Nonylphenol exposure affects mouse oocyte quality by inducing spindle defects and mitochondria dysfunction.

Nonylphenol (NP) is a chemical raw material and intermediate which is mainly used in the production of surfactants, lubricating oil additives and pesticide emulsifiers. NP is reported to be toxic on the immune system, nervous system and reproductive system due to its binding to estrogen receptors. However, the toxicity of NP on mammalian oocyte quality remains unclear. In present study, we explored the effects of NP exposure on mouse oocyte maturation. Our results showed that 4 weeks of NP exposure increased the number of atresia follicles and decreased oocyte developmental competence. Transcriptomic analysis indicated that NP exposure altered the expression of more than 800 genes in oocytes, including multiple biological pathways. Subcellular structure examination indicated that NP exposure disrupted meiotic spindle organization and caused chromosome misalignment. Moreover, aberrant mitochondrial distribution and decreased membrane potential were also observed, indicating that NP exposure caused mitochondria dysfunction. Further analysis showed that NP exposure resulted in the accumulation of reactive oxygen species (ROS), which causes oxidative stress; and the NP-exposed oocytes showed positive Annexin-V signal, indicating the occurrence of early apoptosis. In summary, our results indicated that NP exposure reduced oocyte quality by affecting cytoskeletal dynamics and mitochondrial function, which further induced oxidative stress and apoptosis in mice.
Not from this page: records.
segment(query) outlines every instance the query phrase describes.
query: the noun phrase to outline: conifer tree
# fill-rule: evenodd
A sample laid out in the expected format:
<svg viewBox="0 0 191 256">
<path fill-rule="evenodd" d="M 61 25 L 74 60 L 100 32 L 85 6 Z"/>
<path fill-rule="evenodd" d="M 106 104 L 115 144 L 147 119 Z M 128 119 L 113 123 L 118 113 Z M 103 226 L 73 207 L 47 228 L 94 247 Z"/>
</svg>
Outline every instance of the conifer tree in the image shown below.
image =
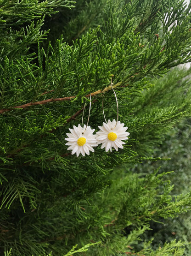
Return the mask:
<svg viewBox="0 0 191 256">
<path fill-rule="evenodd" d="M 191 207 L 162 169 L 136 168 L 190 116 L 191 5 L 183 0 L 0 1 L 0 253 L 7 256 L 183 255 L 153 248 L 151 221 Z M 161 77 L 164 78 L 161 78 Z M 66 145 L 88 119 L 116 119 L 123 149 L 85 156 Z M 84 106 L 84 103 L 86 103 Z M 123 165 L 122 165 L 122 164 Z M 148 167 L 149 168 L 149 167 Z"/>
</svg>

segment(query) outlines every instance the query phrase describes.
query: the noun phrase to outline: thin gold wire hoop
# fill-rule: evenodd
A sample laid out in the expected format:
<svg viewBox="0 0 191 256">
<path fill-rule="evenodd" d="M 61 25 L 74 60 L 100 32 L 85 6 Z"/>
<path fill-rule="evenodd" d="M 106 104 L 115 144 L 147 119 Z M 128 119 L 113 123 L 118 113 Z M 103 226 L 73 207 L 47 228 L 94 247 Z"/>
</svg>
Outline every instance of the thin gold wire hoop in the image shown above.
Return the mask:
<svg viewBox="0 0 191 256">
<path fill-rule="evenodd" d="M 113 130 L 115 128 L 115 127 L 116 127 L 117 125 L 117 123 L 118 122 L 118 117 L 119 117 L 119 109 L 118 109 L 118 99 L 117 98 L 117 96 L 116 96 L 116 94 L 115 93 L 115 91 L 113 89 L 113 87 L 112 87 L 112 85 L 113 85 L 113 83 L 112 83 L 112 78 L 111 79 L 111 84 L 110 86 L 112 88 L 112 89 L 113 90 L 113 92 L 114 93 L 114 94 L 115 95 L 115 100 L 116 101 L 116 104 L 117 104 L 117 120 L 116 120 L 116 123 L 115 124 L 115 126 L 112 128 L 112 130 Z M 104 96 L 104 94 L 105 93 L 103 94 L 103 96 Z M 102 111 L 103 111 L 103 117 L 105 119 L 105 121 L 106 121 L 106 124 L 107 123 L 107 122 L 106 121 L 106 117 L 105 116 L 105 113 L 104 113 L 104 107 L 103 107 L 103 101 L 104 101 L 104 99 L 103 99 L 102 101 Z"/>
<path fill-rule="evenodd" d="M 88 120 L 87 121 L 87 125 L 86 126 L 85 126 L 85 130 L 84 131 L 82 132 L 82 134 L 84 134 L 84 133 L 85 132 L 85 131 L 86 131 L 86 129 L 87 127 L 88 126 L 88 123 L 89 121 L 89 119 L 90 119 L 90 110 L 91 109 L 91 94 L 90 94 L 90 107 L 89 107 L 89 112 L 88 113 Z M 84 110 L 83 110 L 83 113 L 82 114 L 82 127 L 83 127 L 83 119 L 84 119 L 84 111 L 85 110 L 85 104 L 86 104 L 86 102 L 85 102 L 85 104 L 84 104 Z"/>
</svg>

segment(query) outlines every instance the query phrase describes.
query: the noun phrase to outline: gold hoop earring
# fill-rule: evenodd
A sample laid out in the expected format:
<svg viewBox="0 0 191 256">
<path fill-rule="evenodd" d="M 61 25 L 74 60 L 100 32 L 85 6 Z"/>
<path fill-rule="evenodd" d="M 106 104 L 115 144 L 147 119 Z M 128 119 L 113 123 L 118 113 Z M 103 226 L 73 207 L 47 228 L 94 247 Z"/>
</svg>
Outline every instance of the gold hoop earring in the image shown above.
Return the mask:
<svg viewBox="0 0 191 256">
<path fill-rule="evenodd" d="M 95 129 L 92 129 L 90 126 L 88 126 L 90 119 L 91 109 L 91 94 L 90 94 L 90 102 L 88 120 L 86 125 L 83 127 L 84 112 L 85 108 L 85 102 L 84 107 L 82 118 L 82 125 L 79 124 L 78 126 L 73 125 L 73 129 L 69 129 L 70 133 L 67 133 L 68 137 L 65 140 L 68 142 L 66 143 L 69 146 L 68 150 L 72 150 L 72 155 L 76 153 L 77 156 L 81 154 L 83 156 L 85 154 L 90 155 L 90 151 L 94 152 L 93 147 L 97 146 L 96 135 L 93 134 Z"/>
<path fill-rule="evenodd" d="M 128 127 L 124 127 L 124 124 L 121 124 L 120 121 L 118 121 L 118 101 L 116 94 L 112 87 L 113 85 L 112 78 L 110 86 L 114 92 L 116 100 L 117 107 L 117 121 L 113 119 L 112 121 L 111 121 L 109 119 L 108 121 L 107 121 L 104 113 L 103 99 L 103 114 L 106 123 L 103 122 L 102 126 L 98 126 L 100 131 L 96 133 L 97 144 L 101 144 L 101 149 L 105 148 L 106 152 L 108 151 L 109 149 L 112 152 L 112 148 L 114 148 L 117 151 L 118 148 L 123 149 L 123 144 L 125 144 L 125 143 L 122 141 L 122 140 L 128 139 L 129 138 L 127 136 L 129 135 L 129 132 L 125 131 Z"/>
</svg>

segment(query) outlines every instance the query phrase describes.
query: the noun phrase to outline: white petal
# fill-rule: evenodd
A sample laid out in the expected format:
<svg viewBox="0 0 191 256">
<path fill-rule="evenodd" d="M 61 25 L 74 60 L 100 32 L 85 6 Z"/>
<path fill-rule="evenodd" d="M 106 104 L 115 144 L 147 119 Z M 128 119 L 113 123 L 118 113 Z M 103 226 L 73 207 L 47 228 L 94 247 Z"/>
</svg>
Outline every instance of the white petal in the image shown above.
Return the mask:
<svg viewBox="0 0 191 256">
<path fill-rule="evenodd" d="M 115 143 L 113 144 L 113 147 L 116 150 L 116 151 L 118 151 L 118 147 L 117 146 L 117 145 Z"/>
<path fill-rule="evenodd" d="M 87 145 L 84 145 L 84 151 L 85 151 L 85 153 L 86 154 L 87 154 L 87 155 L 90 155 L 90 151 L 88 149 L 88 147 L 87 146 Z"/>
<path fill-rule="evenodd" d="M 85 156 L 85 151 L 84 150 L 84 147 L 82 146 L 81 147 L 81 154 L 83 156 Z"/>
<path fill-rule="evenodd" d="M 73 145 L 73 144 L 74 144 L 73 142 L 67 142 L 67 143 L 66 143 L 65 145 L 66 146 L 72 146 L 72 145 Z"/>
<path fill-rule="evenodd" d="M 105 150 L 107 152 L 109 149 L 110 149 L 110 151 L 111 151 L 111 143 L 109 142 L 107 142 L 107 143 L 106 145 L 106 147 L 105 147 Z"/>
<path fill-rule="evenodd" d="M 78 147 L 78 146 L 75 146 L 75 147 L 74 147 L 73 148 L 73 150 L 72 151 L 72 155 L 73 155 L 74 154 L 75 154 L 78 151 L 78 149 L 79 149 L 79 147 Z"/>
</svg>

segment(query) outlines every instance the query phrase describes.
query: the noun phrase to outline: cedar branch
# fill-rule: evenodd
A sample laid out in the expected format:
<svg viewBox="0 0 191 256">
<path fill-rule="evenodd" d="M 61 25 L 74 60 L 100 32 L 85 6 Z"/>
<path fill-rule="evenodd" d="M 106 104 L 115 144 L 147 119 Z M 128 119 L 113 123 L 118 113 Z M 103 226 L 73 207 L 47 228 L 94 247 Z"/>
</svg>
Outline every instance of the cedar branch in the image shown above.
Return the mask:
<svg viewBox="0 0 191 256">
<path fill-rule="evenodd" d="M 113 85 L 113 88 L 115 88 L 118 86 L 119 86 L 121 84 L 121 82 L 118 83 L 114 85 Z M 97 95 L 98 94 L 100 94 L 100 93 L 104 93 L 107 91 L 110 90 L 112 89 L 111 87 L 111 85 L 107 87 L 106 87 L 103 90 L 98 90 L 94 92 L 91 93 L 91 96 L 93 97 L 95 95 Z M 90 94 L 88 95 L 86 95 L 85 97 L 86 98 L 89 98 L 90 96 Z M 10 107 L 10 108 L 3 108 L 2 109 L 0 110 L 0 114 L 2 114 L 5 112 L 7 112 L 8 111 L 11 111 L 11 110 L 13 110 L 13 109 L 15 109 L 16 108 L 26 108 L 28 107 L 31 107 L 32 106 L 36 106 L 38 105 L 44 105 L 50 102 L 53 102 L 55 101 L 69 101 L 71 100 L 73 100 L 77 97 L 76 95 L 75 96 L 71 96 L 70 97 L 64 97 L 63 98 L 57 98 L 56 99 L 47 99 L 47 100 L 44 100 L 44 101 L 36 101 L 35 102 L 29 102 L 28 103 L 26 103 L 23 105 L 21 105 L 20 106 L 15 106 L 14 107 Z"/>
</svg>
Vesicular transport protein Arf6 modulates cytoskeleton dynamics for polar body extrusion in mouse oocyte meiosis.

Arf6 (ADP-ribosylation factor 6) is known to play important roles in membrane dynamics through the regulation of actin filament reorganization for multiple cellular processes such as cytokinesis, phagocytosis, cell migration and tumor cell invasion. However, the functions of Arf6 in mammalian oocyte meiosis have not been clarified. In present study we showed that Arf6 expressed in mouse oocytes and was mainly distributed around the spindle during meiosis. Depletion of Arf6 by morpholino microinjection caused oocytes failing to extrude first polar body. Further analysis indicated that Arf6 knock down caused the aberrant actin distribution, which further induced the failure of meiotic spindle movement. And the loss of oocyte polarity also confirmed this. The regulation of Arf6 on actin filaments in mouse oocytes might be due to its effects on the phosphorylation level of cofilin and the expression of Arp2/3 complex. Moreover, we found that the decrease of Arf6 caused the disruption of spindle formation, indicating the multiple roles of Arf6 on cytoskeleton dynamics in meiosis. In summary, our results indicated that Arf6 was involved in mouse oocyte meiosis through its functional roles in actin-mediated spindle movement and spindle organization.